With that, Copeland puts the industry on notice that she’s meant to be taken seriously. After a career that included stints with Mercury Records, Almo Sounds, Pioneer Music Group and American Federation of Musicians Local 257, she joined Sound Emporium as studio manager in 2005 and says the place quickly became her home. She was promoted to her current role last year, and retained that position after owner George Shinn donated the studio to nearby Lipscomb University, which was announced in May. Copeland and her full-time staff of five will become employees of the university once the transfer of ownership closes, a transaction expected to be completed by June 30.
Copeland holds the keys to a studio with a rich history. Founded by producer-songwriter and 2013 Country Music Hall of Fame inductee “Cowboy Jack” Clement in 1969, the studio has hosted recording sessions with Garth Brooks, Jimmy Buffett, Johnny Cash, Kenny Chesney, Elvis Costello, Alan Jackson, Alison Krauss and Robert Plant, Yo-Yo Ma, Willie Nelson, R.E.M., Taylor Swift, Pharrell Williams and many more stars. In addition, the film soundtracks for Walk the Line, O Brother, Where Art Thou? and Cold Mountain were all recorded at Sound Emporium under famed producer T Bone Burnett.
In 1979, Clement sold the studio, and the name was changed from Jack Clement Recording Studios to Sound Emporium. Grammy-nominated producer Garth Fundis purchased it in 1992 and ran it until 2011, when it was sold to Shinn, a philanthropist and former owner of the NBA’s Charlotte/New Orleans Hornets franchise.
On May 15, Lipscomb University announced that Shinn was gifting the facility to the school. And while students enrolled in Lipscomb’s contemporary music program will have access, Copeland has been tasked with keeping it operating as a profitable commercial studio used by the music industry at large.

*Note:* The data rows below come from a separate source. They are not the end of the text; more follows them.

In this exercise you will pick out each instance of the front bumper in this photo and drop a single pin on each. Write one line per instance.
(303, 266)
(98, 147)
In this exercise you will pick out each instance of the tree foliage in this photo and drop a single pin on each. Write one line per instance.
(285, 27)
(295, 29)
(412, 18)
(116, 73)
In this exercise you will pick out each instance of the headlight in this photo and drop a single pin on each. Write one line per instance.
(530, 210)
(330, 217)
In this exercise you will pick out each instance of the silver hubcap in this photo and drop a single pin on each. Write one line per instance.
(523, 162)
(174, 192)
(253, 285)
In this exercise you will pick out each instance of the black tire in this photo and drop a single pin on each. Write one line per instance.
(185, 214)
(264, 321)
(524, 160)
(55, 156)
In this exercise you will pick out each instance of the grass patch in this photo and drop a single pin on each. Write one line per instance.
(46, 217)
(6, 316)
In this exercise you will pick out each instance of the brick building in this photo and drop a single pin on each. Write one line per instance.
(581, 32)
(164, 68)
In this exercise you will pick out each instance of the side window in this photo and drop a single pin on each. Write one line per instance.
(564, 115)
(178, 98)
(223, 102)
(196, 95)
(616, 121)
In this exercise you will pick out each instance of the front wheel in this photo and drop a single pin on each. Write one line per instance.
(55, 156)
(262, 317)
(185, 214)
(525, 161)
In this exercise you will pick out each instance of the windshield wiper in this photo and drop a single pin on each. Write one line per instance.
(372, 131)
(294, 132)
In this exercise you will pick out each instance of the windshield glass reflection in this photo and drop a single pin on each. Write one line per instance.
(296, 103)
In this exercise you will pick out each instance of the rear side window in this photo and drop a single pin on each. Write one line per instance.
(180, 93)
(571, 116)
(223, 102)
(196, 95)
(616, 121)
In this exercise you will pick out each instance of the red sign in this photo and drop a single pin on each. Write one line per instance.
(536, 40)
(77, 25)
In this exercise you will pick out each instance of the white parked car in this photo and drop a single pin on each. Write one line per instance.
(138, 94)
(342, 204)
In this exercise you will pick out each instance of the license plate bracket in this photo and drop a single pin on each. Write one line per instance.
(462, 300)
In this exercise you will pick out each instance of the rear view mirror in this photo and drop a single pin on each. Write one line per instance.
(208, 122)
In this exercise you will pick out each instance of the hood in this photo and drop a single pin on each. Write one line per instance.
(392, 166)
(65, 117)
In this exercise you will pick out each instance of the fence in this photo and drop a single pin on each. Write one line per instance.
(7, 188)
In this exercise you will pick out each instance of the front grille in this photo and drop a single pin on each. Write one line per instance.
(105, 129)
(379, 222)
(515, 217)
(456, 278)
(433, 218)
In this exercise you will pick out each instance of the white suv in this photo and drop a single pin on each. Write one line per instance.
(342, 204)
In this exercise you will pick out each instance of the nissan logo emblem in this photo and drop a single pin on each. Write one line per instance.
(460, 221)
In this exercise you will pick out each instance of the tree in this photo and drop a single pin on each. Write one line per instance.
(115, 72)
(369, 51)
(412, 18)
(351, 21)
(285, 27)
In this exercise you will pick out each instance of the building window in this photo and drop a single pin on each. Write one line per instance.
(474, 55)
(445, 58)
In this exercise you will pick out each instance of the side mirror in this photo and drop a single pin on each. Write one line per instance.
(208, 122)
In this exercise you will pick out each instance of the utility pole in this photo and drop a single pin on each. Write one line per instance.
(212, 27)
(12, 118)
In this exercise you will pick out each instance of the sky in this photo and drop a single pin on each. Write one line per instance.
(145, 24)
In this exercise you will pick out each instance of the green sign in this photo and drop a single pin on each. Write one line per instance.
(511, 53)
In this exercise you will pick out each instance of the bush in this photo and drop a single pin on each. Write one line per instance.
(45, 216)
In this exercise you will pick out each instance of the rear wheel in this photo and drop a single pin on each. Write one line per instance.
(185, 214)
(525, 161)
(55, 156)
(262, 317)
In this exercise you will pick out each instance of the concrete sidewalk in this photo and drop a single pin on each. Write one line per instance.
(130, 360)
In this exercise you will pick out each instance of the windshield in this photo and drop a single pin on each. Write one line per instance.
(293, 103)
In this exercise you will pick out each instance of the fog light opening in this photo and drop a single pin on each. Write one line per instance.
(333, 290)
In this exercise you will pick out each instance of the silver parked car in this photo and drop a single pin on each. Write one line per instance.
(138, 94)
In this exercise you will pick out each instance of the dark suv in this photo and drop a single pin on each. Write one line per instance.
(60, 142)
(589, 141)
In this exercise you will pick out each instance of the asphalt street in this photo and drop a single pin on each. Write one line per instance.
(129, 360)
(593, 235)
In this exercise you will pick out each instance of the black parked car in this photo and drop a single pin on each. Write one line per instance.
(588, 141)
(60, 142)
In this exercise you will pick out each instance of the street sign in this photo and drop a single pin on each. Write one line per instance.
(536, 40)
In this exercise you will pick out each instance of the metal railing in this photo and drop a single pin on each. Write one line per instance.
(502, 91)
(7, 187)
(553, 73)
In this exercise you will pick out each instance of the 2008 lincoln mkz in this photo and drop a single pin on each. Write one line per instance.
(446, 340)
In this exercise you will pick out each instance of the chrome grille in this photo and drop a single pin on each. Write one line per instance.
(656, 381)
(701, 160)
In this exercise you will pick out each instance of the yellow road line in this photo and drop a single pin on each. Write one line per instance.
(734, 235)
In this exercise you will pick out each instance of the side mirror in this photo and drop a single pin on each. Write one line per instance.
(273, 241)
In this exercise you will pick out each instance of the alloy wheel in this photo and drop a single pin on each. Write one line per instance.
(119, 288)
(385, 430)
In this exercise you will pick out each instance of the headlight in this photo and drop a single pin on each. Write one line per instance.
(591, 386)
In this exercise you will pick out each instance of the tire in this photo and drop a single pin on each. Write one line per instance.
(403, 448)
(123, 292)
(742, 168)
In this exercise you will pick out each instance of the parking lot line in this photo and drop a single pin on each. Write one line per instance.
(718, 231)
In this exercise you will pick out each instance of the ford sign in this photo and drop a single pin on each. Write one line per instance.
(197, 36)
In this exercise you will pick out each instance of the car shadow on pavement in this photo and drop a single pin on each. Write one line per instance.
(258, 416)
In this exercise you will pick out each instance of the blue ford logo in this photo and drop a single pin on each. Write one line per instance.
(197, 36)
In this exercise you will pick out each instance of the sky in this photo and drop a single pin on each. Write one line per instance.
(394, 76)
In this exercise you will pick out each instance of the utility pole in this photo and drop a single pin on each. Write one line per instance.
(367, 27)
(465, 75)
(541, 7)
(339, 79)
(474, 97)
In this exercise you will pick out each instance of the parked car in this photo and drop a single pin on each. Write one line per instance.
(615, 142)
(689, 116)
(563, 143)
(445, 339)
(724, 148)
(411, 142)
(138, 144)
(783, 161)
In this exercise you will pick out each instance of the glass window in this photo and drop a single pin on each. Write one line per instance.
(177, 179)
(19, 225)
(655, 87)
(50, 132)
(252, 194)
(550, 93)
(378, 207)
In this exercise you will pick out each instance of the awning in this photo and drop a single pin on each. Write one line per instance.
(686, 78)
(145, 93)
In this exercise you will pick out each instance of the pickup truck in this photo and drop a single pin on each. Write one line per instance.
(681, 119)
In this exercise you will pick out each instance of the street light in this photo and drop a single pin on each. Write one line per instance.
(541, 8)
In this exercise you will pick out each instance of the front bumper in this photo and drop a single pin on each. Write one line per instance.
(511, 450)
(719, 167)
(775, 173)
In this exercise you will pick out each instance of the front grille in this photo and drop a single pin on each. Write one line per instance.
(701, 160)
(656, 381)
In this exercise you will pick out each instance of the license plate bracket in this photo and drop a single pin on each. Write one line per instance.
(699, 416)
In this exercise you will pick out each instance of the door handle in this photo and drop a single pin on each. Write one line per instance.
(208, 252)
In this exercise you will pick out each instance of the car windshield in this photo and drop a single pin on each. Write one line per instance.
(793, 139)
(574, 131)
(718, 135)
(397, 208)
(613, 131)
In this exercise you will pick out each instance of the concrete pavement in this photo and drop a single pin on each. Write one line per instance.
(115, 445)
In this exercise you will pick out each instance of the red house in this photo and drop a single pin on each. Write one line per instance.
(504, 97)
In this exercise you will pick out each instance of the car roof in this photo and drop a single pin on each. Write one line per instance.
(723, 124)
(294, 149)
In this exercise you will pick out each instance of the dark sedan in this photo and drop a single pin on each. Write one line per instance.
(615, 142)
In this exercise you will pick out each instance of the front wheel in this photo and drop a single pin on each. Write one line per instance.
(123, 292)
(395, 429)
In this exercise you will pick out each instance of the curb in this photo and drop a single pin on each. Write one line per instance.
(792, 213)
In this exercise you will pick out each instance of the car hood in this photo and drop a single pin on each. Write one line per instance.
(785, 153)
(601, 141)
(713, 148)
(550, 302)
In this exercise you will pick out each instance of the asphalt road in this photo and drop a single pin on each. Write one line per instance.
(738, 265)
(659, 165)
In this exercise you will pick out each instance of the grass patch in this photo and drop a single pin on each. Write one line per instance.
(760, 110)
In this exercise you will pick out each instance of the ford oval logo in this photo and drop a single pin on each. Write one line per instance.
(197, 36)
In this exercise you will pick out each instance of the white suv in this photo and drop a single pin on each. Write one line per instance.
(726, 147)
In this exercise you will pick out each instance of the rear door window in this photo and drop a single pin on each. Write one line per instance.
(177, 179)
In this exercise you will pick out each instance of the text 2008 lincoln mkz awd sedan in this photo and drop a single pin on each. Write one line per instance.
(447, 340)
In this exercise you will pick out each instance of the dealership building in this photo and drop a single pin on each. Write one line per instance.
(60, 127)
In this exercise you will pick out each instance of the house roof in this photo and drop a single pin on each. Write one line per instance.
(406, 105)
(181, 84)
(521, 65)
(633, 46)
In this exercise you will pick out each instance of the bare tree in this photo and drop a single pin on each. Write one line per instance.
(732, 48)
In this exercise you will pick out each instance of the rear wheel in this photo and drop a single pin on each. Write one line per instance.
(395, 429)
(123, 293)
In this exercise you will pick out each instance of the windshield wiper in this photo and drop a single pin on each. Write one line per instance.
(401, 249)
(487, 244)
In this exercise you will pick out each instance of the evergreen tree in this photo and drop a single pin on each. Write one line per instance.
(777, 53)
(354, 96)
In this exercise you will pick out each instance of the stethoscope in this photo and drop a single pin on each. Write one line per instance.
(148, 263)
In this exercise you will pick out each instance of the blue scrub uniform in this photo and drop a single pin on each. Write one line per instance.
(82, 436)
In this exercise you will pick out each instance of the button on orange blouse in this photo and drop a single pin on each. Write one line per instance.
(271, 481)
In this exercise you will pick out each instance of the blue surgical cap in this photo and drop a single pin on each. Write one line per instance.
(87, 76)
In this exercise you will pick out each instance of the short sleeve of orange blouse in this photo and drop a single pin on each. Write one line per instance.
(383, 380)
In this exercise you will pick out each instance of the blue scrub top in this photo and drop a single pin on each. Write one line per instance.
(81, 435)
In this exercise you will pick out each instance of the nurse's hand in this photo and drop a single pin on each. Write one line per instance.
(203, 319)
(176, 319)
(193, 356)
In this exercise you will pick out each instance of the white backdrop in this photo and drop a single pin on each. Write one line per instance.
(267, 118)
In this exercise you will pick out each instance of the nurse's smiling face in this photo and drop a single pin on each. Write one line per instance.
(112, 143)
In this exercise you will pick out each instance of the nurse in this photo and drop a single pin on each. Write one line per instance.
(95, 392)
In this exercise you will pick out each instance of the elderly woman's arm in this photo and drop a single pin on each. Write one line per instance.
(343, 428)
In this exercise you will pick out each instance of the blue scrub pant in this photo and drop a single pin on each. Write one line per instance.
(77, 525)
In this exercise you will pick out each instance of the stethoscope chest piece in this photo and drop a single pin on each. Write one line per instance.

While it has become increasingly difficult for recording studios to make money, Copeland says Sound Emporium is “probably one of the busiest studios in town, and we’ve been able to reinvest profits into getting more gear, more microphones, and we’ve invested in our staff. We have a 401k that is funded by the studio.” She adds, “We’ve been self-sufficient … for a very long time.” With the studio now running at 90 percent booked, Copeland says, “Last year was our best year we’ve had here in probably 20 years ... We are not just surviving. We’re thriving.”
Being proud of its history, Copeland has decorated the studio walls with old photos. When it became clear Clement was gravely ill, she worked with the Nashville Historical Commission to rush through a historical marker that now sits outside the building, and was able to show Clement the mock-ups just days before he died in 2013. Clement’s response: “That’s cool as shit.”
With the studio’s 50th anniversary coming up in two years, Copeland says Lipscomb is “committed to preserving the history here. I cried [with joy] when I was told that.” Under the university’s patronage, she says she no longer has to worry about the studio one day being sold and “turned into a Starbucks.”
“What sets us apart from every other studio is there’s a heart here,” she says. “This place is where art is made. But it lives and breathes, and people are emotionally attached here because we care ... This studio is more than a job to me. It’s my life.”
When she took over, Copeland says Sound Emporium “needed a woman’s touch. I was able to change a few things around here and really take care of people, rather [than having it] just be a building people came to record [in].”
Just don’t ask her for a cup of coffee.